Animal experiments were approved by the Animal Ethics Committee of SYSUCC (No. L102042021010I) and Guidelines for the Care and Use of Laboratory Animals were strictly followed. Five‐week‐old female BALB/c nude mice were purchased from Guangdong Medical Laboratory Animal Center (Guangzhou, China). Wild type or knockdown UMUC3 cells were subcutaneously inoculated into the posterior axilla of the mice (1.5 × 106 cells in 0.1 ml phosphate‐buffered saline [PBS]). The length (L) and width (W) of the tumour were measured using callipers every 3 days for 3 weeks. Tumour volume was calculated using the following equation: volume (mm3) = L × W 2 × 0.5.

2.10. RNA‐Seq analysis

RNA‐Seq analysis of ZBTB11 sgRNA and ZBTB11 sgNC cells was performed by Novagene Co. Ltd. (China) using a NovaSeq 6000 system (Illumina, San Diego, CA) with 1 × 106 cells per sample. RNA‐Seq results were aligned with human genome GRCh38 (Hg38) using HISAT2 version 2.0.5 (http://daehwankimlab.github.io/hisat2/).

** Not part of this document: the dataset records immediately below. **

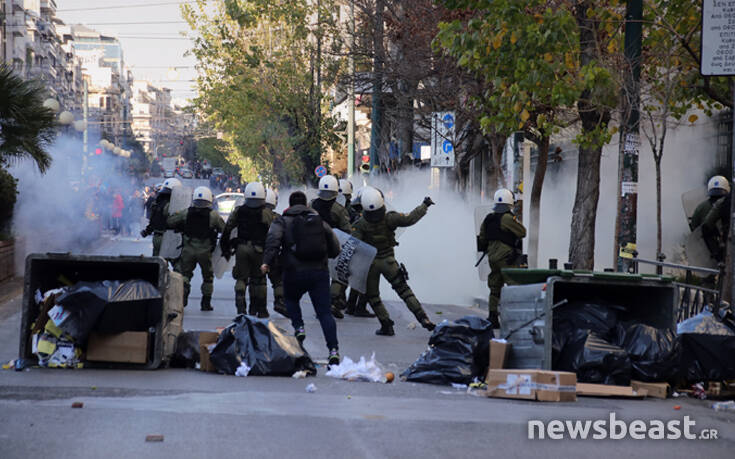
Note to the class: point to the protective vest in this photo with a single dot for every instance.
(158, 218)
(493, 231)
(197, 223)
(250, 226)
(324, 208)
(380, 236)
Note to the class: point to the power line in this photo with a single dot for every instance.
(139, 5)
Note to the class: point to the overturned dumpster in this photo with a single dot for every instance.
(579, 321)
(123, 312)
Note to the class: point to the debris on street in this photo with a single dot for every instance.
(261, 345)
(458, 351)
(362, 370)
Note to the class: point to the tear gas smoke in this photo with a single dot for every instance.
(439, 250)
(63, 210)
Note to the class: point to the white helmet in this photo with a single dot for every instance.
(718, 186)
(254, 195)
(328, 187)
(503, 196)
(372, 199)
(345, 186)
(271, 197)
(203, 195)
(171, 183)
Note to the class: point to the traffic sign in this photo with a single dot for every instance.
(442, 139)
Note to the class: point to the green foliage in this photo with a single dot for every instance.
(27, 128)
(8, 196)
(529, 55)
(261, 79)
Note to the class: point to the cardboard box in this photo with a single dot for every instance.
(499, 351)
(604, 390)
(126, 347)
(655, 390)
(542, 385)
(206, 339)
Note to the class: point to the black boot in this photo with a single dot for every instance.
(207, 303)
(386, 328)
(427, 323)
(494, 319)
(240, 304)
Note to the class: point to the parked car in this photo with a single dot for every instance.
(225, 203)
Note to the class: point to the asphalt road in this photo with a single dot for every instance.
(208, 415)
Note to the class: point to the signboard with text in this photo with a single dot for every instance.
(718, 38)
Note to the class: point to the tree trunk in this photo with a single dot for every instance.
(584, 213)
(376, 115)
(535, 209)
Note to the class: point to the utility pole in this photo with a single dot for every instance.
(626, 225)
(351, 98)
(376, 114)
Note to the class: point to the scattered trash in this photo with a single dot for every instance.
(594, 360)
(707, 347)
(458, 351)
(362, 370)
(261, 345)
(698, 391)
(654, 353)
(242, 370)
(724, 406)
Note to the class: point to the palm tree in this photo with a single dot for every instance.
(27, 128)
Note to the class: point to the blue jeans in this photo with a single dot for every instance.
(316, 284)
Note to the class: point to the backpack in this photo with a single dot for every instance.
(310, 239)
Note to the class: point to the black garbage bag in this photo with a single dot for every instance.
(136, 305)
(458, 352)
(186, 354)
(654, 353)
(83, 304)
(267, 349)
(707, 349)
(595, 360)
(599, 317)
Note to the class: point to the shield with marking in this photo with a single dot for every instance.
(352, 265)
(171, 243)
(483, 270)
(220, 264)
(691, 199)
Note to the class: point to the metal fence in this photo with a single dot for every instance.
(693, 299)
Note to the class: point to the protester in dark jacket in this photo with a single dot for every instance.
(296, 237)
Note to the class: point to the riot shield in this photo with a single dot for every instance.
(483, 269)
(691, 199)
(220, 264)
(696, 251)
(171, 243)
(352, 265)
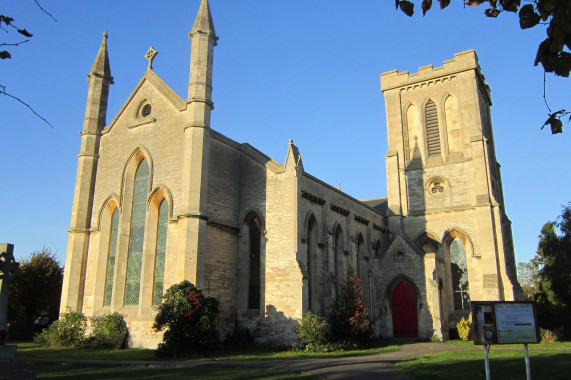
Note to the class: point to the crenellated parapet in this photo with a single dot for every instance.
(429, 75)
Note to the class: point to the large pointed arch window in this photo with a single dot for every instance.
(459, 269)
(254, 281)
(432, 129)
(160, 253)
(111, 255)
(137, 234)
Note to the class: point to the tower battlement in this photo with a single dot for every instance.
(463, 61)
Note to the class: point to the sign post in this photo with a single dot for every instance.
(504, 322)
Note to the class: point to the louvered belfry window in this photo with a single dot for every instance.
(162, 225)
(111, 258)
(136, 237)
(432, 131)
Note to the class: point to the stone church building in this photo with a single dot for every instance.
(161, 197)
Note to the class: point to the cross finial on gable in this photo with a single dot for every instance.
(151, 53)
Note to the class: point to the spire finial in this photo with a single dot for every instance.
(151, 54)
(203, 23)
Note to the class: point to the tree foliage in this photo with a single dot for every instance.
(549, 272)
(553, 53)
(349, 318)
(35, 291)
(188, 320)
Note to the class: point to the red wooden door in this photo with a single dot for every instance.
(405, 320)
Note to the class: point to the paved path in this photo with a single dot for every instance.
(379, 366)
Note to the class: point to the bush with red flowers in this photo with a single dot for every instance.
(348, 316)
(187, 318)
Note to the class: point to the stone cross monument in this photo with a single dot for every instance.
(8, 266)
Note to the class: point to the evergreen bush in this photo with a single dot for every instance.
(311, 332)
(188, 320)
(348, 315)
(108, 331)
(68, 331)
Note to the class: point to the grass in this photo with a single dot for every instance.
(505, 364)
(142, 373)
(34, 351)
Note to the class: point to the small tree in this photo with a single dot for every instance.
(188, 320)
(35, 291)
(349, 318)
(68, 331)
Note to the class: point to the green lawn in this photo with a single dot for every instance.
(505, 364)
(142, 373)
(34, 351)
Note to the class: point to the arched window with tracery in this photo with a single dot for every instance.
(137, 234)
(432, 129)
(111, 255)
(160, 252)
(254, 281)
(339, 267)
(360, 253)
(311, 262)
(459, 271)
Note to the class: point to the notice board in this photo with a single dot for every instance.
(504, 322)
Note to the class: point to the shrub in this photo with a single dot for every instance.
(108, 331)
(348, 316)
(311, 332)
(241, 337)
(548, 336)
(188, 320)
(463, 329)
(68, 331)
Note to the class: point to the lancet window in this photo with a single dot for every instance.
(111, 255)
(432, 129)
(160, 253)
(136, 237)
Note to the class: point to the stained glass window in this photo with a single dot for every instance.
(162, 225)
(111, 258)
(136, 237)
(254, 289)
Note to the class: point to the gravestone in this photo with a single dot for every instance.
(10, 367)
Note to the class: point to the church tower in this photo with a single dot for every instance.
(444, 184)
(99, 79)
(193, 220)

2.11. Real‐time polymerase chain reaction analysis

Total RNA was prepared using an RNA purification kit (Tiangen, Beijing, China) followed by a genomic DNA wipe and reverse transcription using the HiScript III 1st Strand cDNA synthesis kit (Vazyme, Nanjing, China). Real‐time polymerase chain reaction (RT‐PCR) with reverse transcription was performed using a Light Cycler 480 (Roche Diagnostics, Basel, Switzerland) with SYBR Green PCR Master Mix (Vazyme). The 2−ΔΔCT method was used to calculate relative gene expressions. GAPDH was used as the housekeeping gene. The sequences of the primers used are listed in Table S2.

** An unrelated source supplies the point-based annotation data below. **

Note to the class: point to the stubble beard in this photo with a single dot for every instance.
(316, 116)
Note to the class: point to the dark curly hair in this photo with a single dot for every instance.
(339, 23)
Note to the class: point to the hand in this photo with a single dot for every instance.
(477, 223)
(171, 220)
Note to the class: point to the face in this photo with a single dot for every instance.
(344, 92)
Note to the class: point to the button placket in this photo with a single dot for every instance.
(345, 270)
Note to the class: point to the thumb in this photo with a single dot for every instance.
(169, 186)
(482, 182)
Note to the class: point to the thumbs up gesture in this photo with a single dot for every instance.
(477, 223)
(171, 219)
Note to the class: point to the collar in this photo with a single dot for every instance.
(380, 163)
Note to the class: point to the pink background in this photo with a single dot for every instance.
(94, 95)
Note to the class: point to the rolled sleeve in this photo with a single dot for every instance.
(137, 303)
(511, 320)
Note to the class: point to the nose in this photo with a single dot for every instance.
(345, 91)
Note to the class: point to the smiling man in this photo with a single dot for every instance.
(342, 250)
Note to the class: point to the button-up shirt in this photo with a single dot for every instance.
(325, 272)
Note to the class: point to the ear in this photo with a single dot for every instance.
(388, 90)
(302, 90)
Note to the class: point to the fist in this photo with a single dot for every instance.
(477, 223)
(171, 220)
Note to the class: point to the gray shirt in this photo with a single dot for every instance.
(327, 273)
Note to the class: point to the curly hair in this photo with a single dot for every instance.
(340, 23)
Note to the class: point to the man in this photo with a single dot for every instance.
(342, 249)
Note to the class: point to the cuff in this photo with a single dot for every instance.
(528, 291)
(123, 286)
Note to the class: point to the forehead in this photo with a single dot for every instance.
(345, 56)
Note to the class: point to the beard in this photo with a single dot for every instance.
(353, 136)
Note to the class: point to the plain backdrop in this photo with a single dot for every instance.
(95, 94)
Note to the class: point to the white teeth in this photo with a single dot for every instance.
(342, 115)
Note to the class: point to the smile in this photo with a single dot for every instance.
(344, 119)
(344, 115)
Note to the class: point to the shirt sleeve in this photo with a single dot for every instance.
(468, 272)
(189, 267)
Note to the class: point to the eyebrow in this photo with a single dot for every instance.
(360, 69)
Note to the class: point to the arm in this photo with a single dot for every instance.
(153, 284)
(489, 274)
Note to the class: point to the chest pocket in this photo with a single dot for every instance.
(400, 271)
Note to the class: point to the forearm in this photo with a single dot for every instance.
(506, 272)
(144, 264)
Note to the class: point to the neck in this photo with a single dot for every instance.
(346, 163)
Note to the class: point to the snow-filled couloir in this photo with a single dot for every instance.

2.12. Flow cytometry analysis

After being cultured in 6‐well plates for 2 days, cells were digested and centrifuged with trypsin without ethylenediaminetetraacetic acid. They were then washed twice with ice‐cold PBS (pH: 7.2–7.4) and suspended in binding buffer at 1 × 106 cells per ml. A total of 500 μl of cell suspension was stained for 15 min in darkness at 25°C with 5 μl of Annexin V‐FITC (51‐65874X; BD, Franklin Lakes, NJ) and 5 μl of PI (51‐66211E; BD). Cells were analysed using flow cytometry within 1 h of preparation. The results were analysed using CytExpert Setup 2 software version 4.0.28 (Beckman Coulter Life Sciences, Indianapolis, IN).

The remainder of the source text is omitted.